XHOB-FM
- San Luis Potosí, San Luis Potosí; Mexico;
- Frequency: 96.1 MHz
- Branding: Factor 96.1

Programming
- Format: Pop

Ownership
- Owner: MG Radio; (Radiocomunicación Enfocada, S.A. de C.V.);
- Sister stations: XHTL-FM, XHWZ-FM, XHESL-FM, XHCSM-FM

History
- First air date: September 20, 1971 (concession)
- Call sign meaning: Orozco Barba, last name of original concessionaire

Technical information
- Licensing authority: CRT
- Class: B1
- ERP: 25 kW
- HAAT: −52.6 m (−173 ft)
- Transmitter coordinates: 22°08′25″N 100°59′53″W﻿ / ﻿22.14028°N 100.99806°W

Links
- Website: www.factor961.fm

= XHOB-FM =

Radio station in San Luis Potosí, San Luis Potosí

XHOB-FM is a radio station on 96.1 FM in San Luis Potosí, San Luis Potosí.

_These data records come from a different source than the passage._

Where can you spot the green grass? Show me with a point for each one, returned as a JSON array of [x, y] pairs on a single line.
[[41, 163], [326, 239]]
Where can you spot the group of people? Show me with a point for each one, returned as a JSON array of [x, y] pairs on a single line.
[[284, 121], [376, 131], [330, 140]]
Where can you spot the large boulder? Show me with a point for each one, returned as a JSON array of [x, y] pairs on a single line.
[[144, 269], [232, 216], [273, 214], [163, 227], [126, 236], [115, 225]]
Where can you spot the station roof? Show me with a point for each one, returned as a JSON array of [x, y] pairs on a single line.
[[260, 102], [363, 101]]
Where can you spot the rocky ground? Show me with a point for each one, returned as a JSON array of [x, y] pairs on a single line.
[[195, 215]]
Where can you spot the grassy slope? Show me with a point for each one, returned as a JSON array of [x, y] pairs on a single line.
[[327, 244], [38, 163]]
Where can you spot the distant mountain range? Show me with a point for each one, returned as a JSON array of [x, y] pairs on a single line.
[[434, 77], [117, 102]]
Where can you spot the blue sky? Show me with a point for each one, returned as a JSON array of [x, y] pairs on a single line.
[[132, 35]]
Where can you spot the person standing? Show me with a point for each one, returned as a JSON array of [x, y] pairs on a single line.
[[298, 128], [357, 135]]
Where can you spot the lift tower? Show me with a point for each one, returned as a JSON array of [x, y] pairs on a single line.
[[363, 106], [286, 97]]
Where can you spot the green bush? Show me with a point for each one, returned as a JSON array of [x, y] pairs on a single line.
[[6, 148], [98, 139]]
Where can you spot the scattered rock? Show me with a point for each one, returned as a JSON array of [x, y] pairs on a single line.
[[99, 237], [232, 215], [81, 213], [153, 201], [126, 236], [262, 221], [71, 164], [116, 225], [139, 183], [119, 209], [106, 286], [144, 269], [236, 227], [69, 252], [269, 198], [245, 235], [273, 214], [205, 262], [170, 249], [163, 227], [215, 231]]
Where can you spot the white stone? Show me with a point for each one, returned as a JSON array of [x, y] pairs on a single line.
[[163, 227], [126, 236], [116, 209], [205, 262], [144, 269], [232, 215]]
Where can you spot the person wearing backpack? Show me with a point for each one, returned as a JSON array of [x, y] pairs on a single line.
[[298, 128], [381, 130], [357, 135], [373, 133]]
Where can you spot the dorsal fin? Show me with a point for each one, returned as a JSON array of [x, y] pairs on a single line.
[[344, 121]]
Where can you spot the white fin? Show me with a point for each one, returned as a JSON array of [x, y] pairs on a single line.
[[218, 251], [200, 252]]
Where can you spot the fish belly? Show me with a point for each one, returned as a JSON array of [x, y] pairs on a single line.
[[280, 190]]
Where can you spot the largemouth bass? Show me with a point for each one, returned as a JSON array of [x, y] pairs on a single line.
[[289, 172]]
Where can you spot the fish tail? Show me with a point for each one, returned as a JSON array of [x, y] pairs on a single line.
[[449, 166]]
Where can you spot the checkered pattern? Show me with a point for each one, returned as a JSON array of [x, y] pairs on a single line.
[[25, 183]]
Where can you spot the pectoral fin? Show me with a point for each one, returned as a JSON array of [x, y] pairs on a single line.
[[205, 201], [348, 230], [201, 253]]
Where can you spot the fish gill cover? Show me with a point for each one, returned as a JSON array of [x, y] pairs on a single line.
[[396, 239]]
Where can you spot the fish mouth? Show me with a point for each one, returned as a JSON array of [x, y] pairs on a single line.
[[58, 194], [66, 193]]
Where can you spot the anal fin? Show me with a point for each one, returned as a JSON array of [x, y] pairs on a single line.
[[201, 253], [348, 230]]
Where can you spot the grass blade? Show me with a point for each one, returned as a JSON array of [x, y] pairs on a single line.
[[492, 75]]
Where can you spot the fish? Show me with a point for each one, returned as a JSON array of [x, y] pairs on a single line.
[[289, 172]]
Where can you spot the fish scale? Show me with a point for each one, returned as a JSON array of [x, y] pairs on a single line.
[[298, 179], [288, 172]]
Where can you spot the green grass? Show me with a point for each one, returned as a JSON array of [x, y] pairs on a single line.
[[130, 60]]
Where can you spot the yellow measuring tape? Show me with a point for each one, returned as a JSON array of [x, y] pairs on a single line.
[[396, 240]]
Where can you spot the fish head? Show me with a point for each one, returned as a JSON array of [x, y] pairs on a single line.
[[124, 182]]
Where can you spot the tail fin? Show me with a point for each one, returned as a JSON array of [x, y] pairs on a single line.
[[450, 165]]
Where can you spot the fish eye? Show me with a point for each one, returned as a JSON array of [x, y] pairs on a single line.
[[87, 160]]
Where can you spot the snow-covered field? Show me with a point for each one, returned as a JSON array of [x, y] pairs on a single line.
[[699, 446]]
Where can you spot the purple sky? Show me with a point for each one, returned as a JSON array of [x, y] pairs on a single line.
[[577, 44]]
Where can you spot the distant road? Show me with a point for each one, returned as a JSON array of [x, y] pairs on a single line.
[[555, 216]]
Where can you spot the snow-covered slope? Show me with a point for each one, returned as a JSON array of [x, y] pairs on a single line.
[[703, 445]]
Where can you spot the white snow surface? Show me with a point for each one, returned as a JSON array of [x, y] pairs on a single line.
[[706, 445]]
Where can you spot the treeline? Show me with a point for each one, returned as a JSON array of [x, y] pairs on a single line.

It is owned by MG Radio and is known as Factor 96.1 with a pop format.

==History==
XHOB received its concession on September 20, 1971. It was owned by Benjamin Orozco Barba. Centri Radio acquired it in 1982, and Radiocomunicación Enfocada picked it up in 1992.